The new merchandising plan isn’t likely to debut before next spring. But it has the attention of the company’s top executives, five of whom toured the downtown store Friday while in town for the department store chain’s annual meeting.
“We’re hopeful we can renew interest in that store,” said Macy’s Chief Financial Officer Karen Hoguet. “Downtown Cincinnati has not been a great performing store. You know what’s happening with Saks. We really want to make it work.”
Downtown retail has endured some big hits in recent months as Saks Fifth Avenue announced plans to relocate to Kenwood, TJ Maxx closed its Fourth Street store and the owners of Tower Place Mall hatched a plan to replace the empty retail center with a parking garage.
But Macy’s CEO Terry Lundgren said Friday that the downtown store remains profitable, that downtown stores remain “an important part of our overall business strategy” and downtown Cincinnati has the ingredients to make a successful downtown store.
“The key component is to have encouraging reasons for young people to move and live downtown,” he said. “They’re going out at night and shopping, using restaurants, spending, creating jobs. That is the circle that we require for success in downtown.”
Hoguet said she initiated Macy’s latest attempt at reviving the downtown store because she’s familiar with new developments in the central business district and Over-the-Rhine. She thinks the store can do better and she asked Macy’s executive team to take a look while she and Lundgren held a two-hour board meeting Friday.
Making the visit were Jeffrey Genette, president and chief merchandising officer, Julie Greiner, chief merchandise planning officer, Martine Reardon, chief marketing officer, Peter Sachse, chief stores officer and Robert (R.B.) Harrison, chief omnichannel officer.

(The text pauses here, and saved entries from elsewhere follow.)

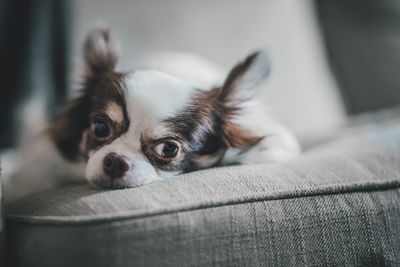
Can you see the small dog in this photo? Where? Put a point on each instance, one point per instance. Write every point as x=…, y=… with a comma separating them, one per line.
x=130, y=129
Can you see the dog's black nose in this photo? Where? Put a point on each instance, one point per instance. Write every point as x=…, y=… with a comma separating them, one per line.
x=115, y=165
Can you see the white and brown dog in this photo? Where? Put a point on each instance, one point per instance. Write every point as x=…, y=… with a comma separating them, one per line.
x=133, y=128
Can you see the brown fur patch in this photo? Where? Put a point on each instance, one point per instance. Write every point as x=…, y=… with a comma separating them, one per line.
x=68, y=126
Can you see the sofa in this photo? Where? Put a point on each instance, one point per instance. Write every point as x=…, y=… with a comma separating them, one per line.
x=338, y=204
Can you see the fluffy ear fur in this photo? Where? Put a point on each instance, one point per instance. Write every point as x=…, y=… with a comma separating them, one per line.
x=100, y=55
x=67, y=127
x=100, y=51
x=244, y=78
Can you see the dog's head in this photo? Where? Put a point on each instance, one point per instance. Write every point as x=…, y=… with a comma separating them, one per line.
x=136, y=127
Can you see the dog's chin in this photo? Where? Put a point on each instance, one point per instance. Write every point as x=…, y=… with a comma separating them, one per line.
x=107, y=183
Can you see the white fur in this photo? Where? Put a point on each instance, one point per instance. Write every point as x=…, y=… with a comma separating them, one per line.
x=152, y=95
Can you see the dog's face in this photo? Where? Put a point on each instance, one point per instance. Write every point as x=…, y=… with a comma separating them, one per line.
x=142, y=126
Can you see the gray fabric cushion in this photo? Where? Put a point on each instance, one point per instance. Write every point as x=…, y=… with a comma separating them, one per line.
x=337, y=205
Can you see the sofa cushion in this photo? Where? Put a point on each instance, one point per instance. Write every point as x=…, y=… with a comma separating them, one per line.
x=338, y=204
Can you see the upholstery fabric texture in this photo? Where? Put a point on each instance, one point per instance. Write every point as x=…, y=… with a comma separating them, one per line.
x=336, y=205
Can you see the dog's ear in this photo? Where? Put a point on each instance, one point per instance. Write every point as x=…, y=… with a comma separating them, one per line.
x=244, y=78
x=100, y=51
x=67, y=127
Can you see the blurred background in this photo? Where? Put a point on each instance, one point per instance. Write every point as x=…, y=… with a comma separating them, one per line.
x=330, y=58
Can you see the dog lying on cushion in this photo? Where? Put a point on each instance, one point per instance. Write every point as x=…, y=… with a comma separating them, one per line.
x=127, y=129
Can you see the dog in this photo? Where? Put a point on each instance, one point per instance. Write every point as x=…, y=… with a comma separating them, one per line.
x=127, y=129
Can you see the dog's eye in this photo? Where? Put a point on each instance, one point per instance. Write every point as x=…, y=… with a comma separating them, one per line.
x=101, y=129
x=168, y=149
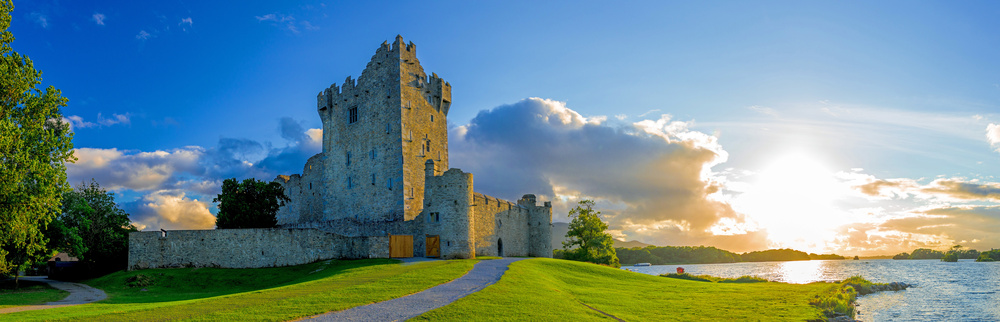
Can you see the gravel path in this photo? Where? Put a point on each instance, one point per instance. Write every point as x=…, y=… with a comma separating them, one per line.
x=78, y=294
x=483, y=274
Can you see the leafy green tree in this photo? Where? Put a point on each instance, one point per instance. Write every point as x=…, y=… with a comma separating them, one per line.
x=34, y=145
x=924, y=253
x=587, y=233
x=249, y=204
x=992, y=255
x=93, y=228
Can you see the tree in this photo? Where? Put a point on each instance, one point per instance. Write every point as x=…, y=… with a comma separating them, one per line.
x=93, y=228
x=34, y=145
x=249, y=204
x=587, y=233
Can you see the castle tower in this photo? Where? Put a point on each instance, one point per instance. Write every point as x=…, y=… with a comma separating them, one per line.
x=378, y=132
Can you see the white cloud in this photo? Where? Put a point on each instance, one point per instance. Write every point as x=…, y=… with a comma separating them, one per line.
x=166, y=209
x=283, y=21
x=993, y=135
x=98, y=18
x=652, y=178
x=115, y=119
x=77, y=122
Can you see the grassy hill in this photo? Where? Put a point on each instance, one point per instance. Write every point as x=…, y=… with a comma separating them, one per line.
x=268, y=294
x=534, y=289
x=554, y=290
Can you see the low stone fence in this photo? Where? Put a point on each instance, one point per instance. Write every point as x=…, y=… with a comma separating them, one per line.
x=247, y=248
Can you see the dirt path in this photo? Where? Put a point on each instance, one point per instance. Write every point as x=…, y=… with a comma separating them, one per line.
x=78, y=294
x=483, y=274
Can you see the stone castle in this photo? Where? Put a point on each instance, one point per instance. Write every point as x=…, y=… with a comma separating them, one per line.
x=382, y=170
x=381, y=187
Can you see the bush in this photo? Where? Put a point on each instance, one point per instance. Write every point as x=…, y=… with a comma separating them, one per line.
x=713, y=279
x=139, y=280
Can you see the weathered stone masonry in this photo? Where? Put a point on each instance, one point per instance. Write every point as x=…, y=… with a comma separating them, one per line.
x=382, y=172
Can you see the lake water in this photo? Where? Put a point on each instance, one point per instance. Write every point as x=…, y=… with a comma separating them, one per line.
x=963, y=291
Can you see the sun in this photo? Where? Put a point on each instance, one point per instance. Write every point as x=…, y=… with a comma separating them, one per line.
x=793, y=199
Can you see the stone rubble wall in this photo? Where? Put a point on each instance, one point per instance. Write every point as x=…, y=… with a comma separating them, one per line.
x=247, y=248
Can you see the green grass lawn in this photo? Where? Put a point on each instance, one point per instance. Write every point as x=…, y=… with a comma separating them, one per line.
x=551, y=289
x=29, y=293
x=276, y=294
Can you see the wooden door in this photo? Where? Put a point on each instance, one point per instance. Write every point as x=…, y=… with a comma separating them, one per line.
x=433, y=246
x=400, y=246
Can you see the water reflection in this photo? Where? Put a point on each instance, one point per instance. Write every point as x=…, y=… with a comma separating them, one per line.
x=801, y=272
x=963, y=291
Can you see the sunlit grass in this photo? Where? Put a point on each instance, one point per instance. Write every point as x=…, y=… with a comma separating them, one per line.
x=549, y=289
x=274, y=294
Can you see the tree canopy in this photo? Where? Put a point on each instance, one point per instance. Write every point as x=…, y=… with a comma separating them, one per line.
x=93, y=228
x=587, y=233
x=249, y=204
x=34, y=146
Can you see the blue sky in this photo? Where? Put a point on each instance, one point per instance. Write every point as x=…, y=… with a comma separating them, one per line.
x=173, y=96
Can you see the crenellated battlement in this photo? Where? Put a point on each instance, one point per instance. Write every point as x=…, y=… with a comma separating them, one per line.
x=385, y=160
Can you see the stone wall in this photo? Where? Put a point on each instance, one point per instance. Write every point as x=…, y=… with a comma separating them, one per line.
x=446, y=213
x=247, y=248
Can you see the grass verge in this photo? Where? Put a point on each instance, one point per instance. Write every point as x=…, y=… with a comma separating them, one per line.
x=269, y=294
x=29, y=293
x=549, y=289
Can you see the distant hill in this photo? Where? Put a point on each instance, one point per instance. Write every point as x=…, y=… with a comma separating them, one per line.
x=559, y=230
x=630, y=244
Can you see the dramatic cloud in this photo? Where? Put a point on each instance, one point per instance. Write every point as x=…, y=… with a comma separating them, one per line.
x=168, y=209
x=653, y=176
x=171, y=182
x=993, y=135
x=945, y=189
x=98, y=18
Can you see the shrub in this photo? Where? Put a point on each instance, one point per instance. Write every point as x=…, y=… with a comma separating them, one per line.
x=139, y=280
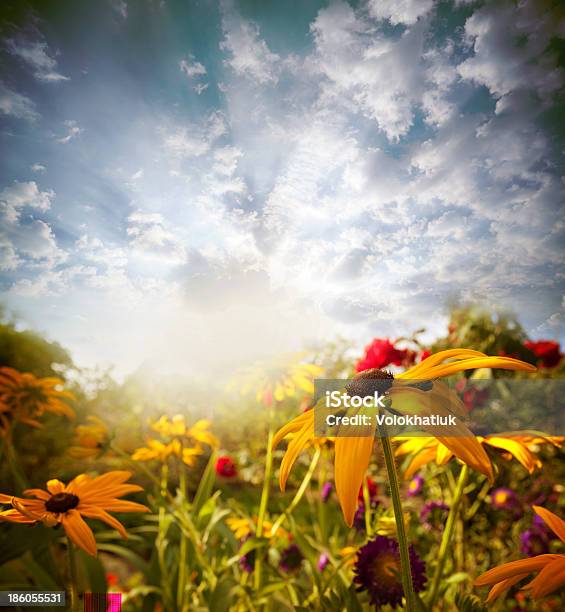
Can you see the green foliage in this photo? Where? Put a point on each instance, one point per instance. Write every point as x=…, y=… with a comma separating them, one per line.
x=28, y=351
x=497, y=333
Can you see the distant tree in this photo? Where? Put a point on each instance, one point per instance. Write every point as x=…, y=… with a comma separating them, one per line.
x=28, y=351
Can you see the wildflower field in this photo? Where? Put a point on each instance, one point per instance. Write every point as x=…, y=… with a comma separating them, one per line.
x=180, y=495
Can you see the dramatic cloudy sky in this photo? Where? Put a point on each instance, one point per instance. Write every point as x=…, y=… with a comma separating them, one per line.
x=195, y=183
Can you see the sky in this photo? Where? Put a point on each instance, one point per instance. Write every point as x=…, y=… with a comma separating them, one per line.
x=189, y=185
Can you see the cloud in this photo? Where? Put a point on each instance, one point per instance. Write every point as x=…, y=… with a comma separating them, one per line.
x=381, y=76
x=399, y=11
x=149, y=238
x=21, y=195
x=16, y=105
x=196, y=139
x=200, y=88
x=510, y=47
x=192, y=68
x=121, y=7
x=24, y=239
x=73, y=130
x=250, y=55
x=36, y=55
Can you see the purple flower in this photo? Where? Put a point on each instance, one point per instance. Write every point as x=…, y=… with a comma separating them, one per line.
x=433, y=515
x=503, y=499
x=327, y=491
x=377, y=571
x=323, y=561
x=415, y=486
x=535, y=540
x=291, y=558
x=359, y=517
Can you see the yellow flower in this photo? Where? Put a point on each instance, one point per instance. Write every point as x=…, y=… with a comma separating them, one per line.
x=352, y=454
x=178, y=428
x=177, y=439
x=66, y=505
x=349, y=554
x=278, y=378
x=513, y=444
x=242, y=528
x=25, y=398
x=551, y=568
x=189, y=455
x=89, y=440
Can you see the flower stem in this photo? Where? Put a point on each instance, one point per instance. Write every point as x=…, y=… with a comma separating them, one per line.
x=182, y=546
x=447, y=535
x=406, y=572
x=299, y=494
x=258, y=578
x=12, y=460
x=73, y=586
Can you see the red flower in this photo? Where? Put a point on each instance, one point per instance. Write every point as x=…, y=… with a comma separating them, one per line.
x=225, y=467
x=381, y=353
x=547, y=351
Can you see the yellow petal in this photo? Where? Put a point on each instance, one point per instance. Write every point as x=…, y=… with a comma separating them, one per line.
x=517, y=450
x=422, y=458
x=474, y=363
x=443, y=454
x=79, y=532
x=295, y=447
x=352, y=456
x=293, y=426
x=417, y=371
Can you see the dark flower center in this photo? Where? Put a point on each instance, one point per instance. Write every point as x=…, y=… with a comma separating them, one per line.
x=367, y=382
x=61, y=502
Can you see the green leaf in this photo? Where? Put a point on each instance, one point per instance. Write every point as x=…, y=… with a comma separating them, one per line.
x=120, y=551
x=222, y=596
x=94, y=571
x=458, y=577
x=206, y=485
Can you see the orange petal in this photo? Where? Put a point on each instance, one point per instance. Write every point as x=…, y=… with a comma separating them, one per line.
x=551, y=578
x=352, y=456
x=502, y=586
x=443, y=454
x=79, y=532
x=518, y=450
x=295, y=447
x=102, y=515
x=39, y=493
x=509, y=570
x=418, y=371
x=13, y=516
x=474, y=363
x=556, y=524
x=293, y=426
x=422, y=458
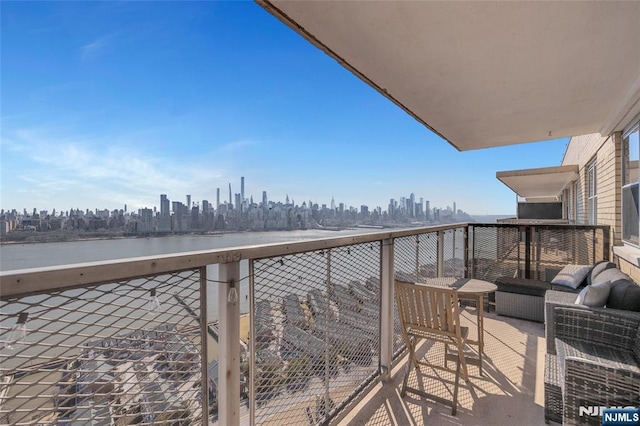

Macy’s renewed interest in downtown drew praise from developer Arn Bortz, who has been working to build an 18-story apartment tower above the Fifth Street store. Plans call for 168 units overlooking Fountain Square with changes to the store’s retail façade along Fifth Street and a lobby extension to better connect Macy’s to Fountain Square.
“They see the potential, at least. Sounds like there’s some new energy all about the store, which makes me very happy,” said Bortz, principal of Towne Properties LLC in Mt Adams. “We stand ready to work with the city and Macy’s to make all of that vision fulfilled.”
Bortz said Macy’s has a lease that expires in 2018 at Fountain Place, which Towne built in partnership with other developers in 1997. Bortz hasn’t talked to Macy’s about a lease extension for the 187,000-square-foot store because he was waiting for a signal that “they want to be there and they want to do what they announced today."
Macy's renewed interest in Fountain Place comes amid speculation that Kenwood Collection is trying to lure Tiffany and Co. to Sycamore Township. Bortz said Tiffany hasn't revealed plans to leave downtown, but he has tried to arrange a meeting with the jeweler's Cincinnati general manager.
"We’d just remind them that they’re leaving at just the wrong time, remind them they have three years left on their lease and they could be very successful downtown if they stay with us ," he said.